見ていない先生は、褒めるタイミングが分からないから、常に均等に、薄く褒めることになる。
言葉を、選ぶ先生。
褒めない先生は、言葉を、選ぶ先生です。
同じ「いい」を伝えるのでも、
「今日の、2枚目の読み方、きれいに繋がってた」
「ここで言葉を止めた間合い、いつもより落ち着いてた」
「さっきの質問、鋭かった」
具体的に、何が良かったのかが、言葉の中に、入っている。
これは、受け取る側にとって、完全に違う体験です。
「いいですね」とだけ言われた生徒は、何がいいのか、分からない。次も同じことをすればいいのか、違うことをした方がいいのかも、分からない。

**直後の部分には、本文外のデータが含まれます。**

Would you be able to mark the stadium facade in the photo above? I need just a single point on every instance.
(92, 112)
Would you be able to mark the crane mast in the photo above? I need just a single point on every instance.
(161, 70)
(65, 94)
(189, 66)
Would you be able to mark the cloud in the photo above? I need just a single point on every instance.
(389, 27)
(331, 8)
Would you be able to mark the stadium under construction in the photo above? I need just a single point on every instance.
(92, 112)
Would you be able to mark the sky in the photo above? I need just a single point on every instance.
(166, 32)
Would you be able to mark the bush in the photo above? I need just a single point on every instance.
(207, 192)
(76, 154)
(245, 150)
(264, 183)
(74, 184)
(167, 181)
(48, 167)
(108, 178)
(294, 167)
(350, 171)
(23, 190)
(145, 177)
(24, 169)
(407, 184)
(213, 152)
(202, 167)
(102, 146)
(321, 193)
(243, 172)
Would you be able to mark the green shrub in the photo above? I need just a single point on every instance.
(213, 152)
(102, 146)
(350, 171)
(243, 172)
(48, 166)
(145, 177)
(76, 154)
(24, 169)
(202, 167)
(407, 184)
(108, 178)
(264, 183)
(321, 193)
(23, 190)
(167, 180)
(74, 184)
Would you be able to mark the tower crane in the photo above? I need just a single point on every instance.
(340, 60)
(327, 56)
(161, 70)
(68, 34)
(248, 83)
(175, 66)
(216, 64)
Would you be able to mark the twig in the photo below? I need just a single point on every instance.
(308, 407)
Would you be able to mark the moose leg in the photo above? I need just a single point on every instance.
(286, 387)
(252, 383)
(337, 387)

具体的に言われた生徒は、「ここを、もっと磨こう」と、進む方向が分かる。
言葉を、ただ配る先生ではなく、言葉を、選ぶ先生。
長く続く関係は、後者のほうでしか、生まれない。
自分が先生のときも、生徒のときも。
私は今、教える側でもあり、教わる側でもあります。
教える側としては、軽々しく褒めないように、日々、自分にブレーキをかけている。
教わる側としては、軽々しく褒めない先生を、選んでいる。
褒めてくれる先生は、一見気持ちがいい。
でも、5年、10年と一緒に歩く相手としては、褒めない先生のほうが、はるかに、育ててくれる。
褒められて上がった気分は、翌朝には、消える。
褒められない時間のなかで磨かれた技術は、一生、残る。
先生を、選ぶとき。
これから誰かに習う予定の人に、ひとつだけ、アドバイスを。
最初の1〜3回で、たくさん褒めてくる先生は、要注意。
新規生徒を逃さないための褒め言葉、という可能性がある。
最初の回で、静かに観察してくる先生、必要な時だけ短く評価してくる先生。
その先生のほうを、選んでください。
気持ちよくはない。
でも、その先生の隣で5年過ごしたあなたは、気持ちよさでは得られない、確かな力を、手にしています。
褒め言葉は、大事だからこそ、使いすぎない。
褒めるな、と言っているのではありません。
褒め言葉は、大事な道具。大事だからこそ、使いすぎないでほしい、という話です。
ここぞというときに、まっすぐ、伝える。
それ以外の時間は、じっと、観察していてください。
生徒を信頼させる力は、褒め言葉の回数ではなく、褒め言葉を選ぶ精度の中に、ある。
褒めない先生は、愛情がないのではなく、愛情を、真剣に配っているだけ。
そのほうが、受け取る側には、伝わる。